In taking on Miko, however, IMG Models has not only produced a face for the male plus-size movement, they have given it a label, too. Deliberately staying away from the term “plus-size”, the agency refer to their new signing as “brawny”.
“It’s only natural that the male industry should follow the women’s, and about time there was a face,” says Mpona Leboja, a booker at London-based agency Models Plus, which has so far signed up two plus-size male models of its own. “It is interesting they’re insisting on ‘brawny’ rather than ‘plus-size’, though. In women’s fashion, the official term is ‘curvy’ for bigger models, but people still just call it ‘plus-size’.”
As in women’s fashion, the size of male clothing is entirely unreflective of the typical consumer. Research by menswear brand The Idle Man in 2014 revealed that the average British man has a chest size of 106cm (a 12cm increase from 1956) and 94cm waist. Going by the size guides of most high street retailers, that puts most men at the upper end of “large”.
With that label, in addition to the society’s habit of shamelessly mocking men for their size, it’s no surprise that in a YouGov poll last year, a third of British men declared themselves unhappy with their body image. And while designers of women’s clothes have been placed under scrutiny to reflect their audience better, the forms of male models have tended to remain staunchly fixed.
According to Toby Wiseman, editor-in-chief of Men’s Health, Britain’s best-selling men’s magazine, market statistics are unlikely to change the way designers think, regardless of Mika’s impact.
“The objective of a model is to sell clothes,” he says. “Normally that’s achieved by selecting models who make clothes look good. A slim waist and broad shoulder will always showcase clothes better because it better exposes the cut and drape of fabric to create an attractive, flattering silhouette. No designer has ever dressed a model with a 42-inch waist because he thinks it will best flaunt his wares. [Mika’s signing to IMG] is everything about jumping onto a PR bandwagon, and little about the business of selling fashion.”
That isn’t to say clothes for large men are unavailable, of course. In Britain, there currently exist nine High & Mighty stores - a specialist shop for “big and tall” men that offers XXXL clothing - as well as the Freddie Flintoff-fronted plus-size label Jacamo, which offers “fashion that men want to wear”, with each item available in sizes up to 5XL (equivalent to a 157cm chest). As well as the clutch of plus-size lines at high street retailers, online fashion behemoth Asos now has a new larger-fit range for men.
Meanwhile, the Be Real campaign is working with brands to create more choice for plus-sized men.

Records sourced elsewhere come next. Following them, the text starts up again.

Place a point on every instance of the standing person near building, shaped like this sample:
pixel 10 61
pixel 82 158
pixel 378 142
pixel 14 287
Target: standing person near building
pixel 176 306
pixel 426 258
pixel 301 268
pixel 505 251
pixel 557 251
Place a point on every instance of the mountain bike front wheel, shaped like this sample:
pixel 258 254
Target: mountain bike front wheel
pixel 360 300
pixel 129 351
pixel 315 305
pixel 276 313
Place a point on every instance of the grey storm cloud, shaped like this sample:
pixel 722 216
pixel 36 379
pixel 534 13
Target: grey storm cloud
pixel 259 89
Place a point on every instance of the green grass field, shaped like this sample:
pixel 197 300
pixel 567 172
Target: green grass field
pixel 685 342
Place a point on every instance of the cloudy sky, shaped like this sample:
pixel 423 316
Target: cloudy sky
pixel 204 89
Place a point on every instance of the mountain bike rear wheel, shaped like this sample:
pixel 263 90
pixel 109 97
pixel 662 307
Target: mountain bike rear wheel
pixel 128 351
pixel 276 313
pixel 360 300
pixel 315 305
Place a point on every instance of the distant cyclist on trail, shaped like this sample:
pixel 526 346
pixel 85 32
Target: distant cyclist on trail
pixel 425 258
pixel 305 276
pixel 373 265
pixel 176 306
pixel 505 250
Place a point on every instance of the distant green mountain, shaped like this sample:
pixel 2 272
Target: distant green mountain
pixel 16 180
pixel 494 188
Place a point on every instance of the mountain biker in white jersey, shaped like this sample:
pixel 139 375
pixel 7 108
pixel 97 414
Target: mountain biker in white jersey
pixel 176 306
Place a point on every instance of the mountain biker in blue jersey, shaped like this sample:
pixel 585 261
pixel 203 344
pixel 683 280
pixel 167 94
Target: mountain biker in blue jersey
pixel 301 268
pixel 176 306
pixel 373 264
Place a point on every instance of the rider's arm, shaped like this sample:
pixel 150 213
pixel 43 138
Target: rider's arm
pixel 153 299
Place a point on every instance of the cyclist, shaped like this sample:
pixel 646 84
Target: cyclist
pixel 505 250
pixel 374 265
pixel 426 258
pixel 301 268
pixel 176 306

It’s a challenge, though, since historically bigger has not meant better when it comes to clothing: the majority of those specialist brands could never be considered on the cutting edge, and the most fashionable brands are the most resistant.
Hatton says: “We’re working on a code with a significant number of clothing brands to try and change the media and fashion industries so that they think about what they’re portraying. The language needs to focus on being a healthy individual, not just looks.”
Anybody who has followed the plus-size discussion in women’s fashion knows that models such as Miko won’t be without critics, many of whom will say that using large men is as unhelpful in promoting a healthy way of living as overly skinny models can be.
Wiseman says: “It’s important to distinguish politics from health. Glamorising unhealthy images is not challenging a prejudice. I don’t believe it’s any less misleading, exploitative or dysfunctional to promote plus-size body shapes than it is to send a size-zero model down the runway.”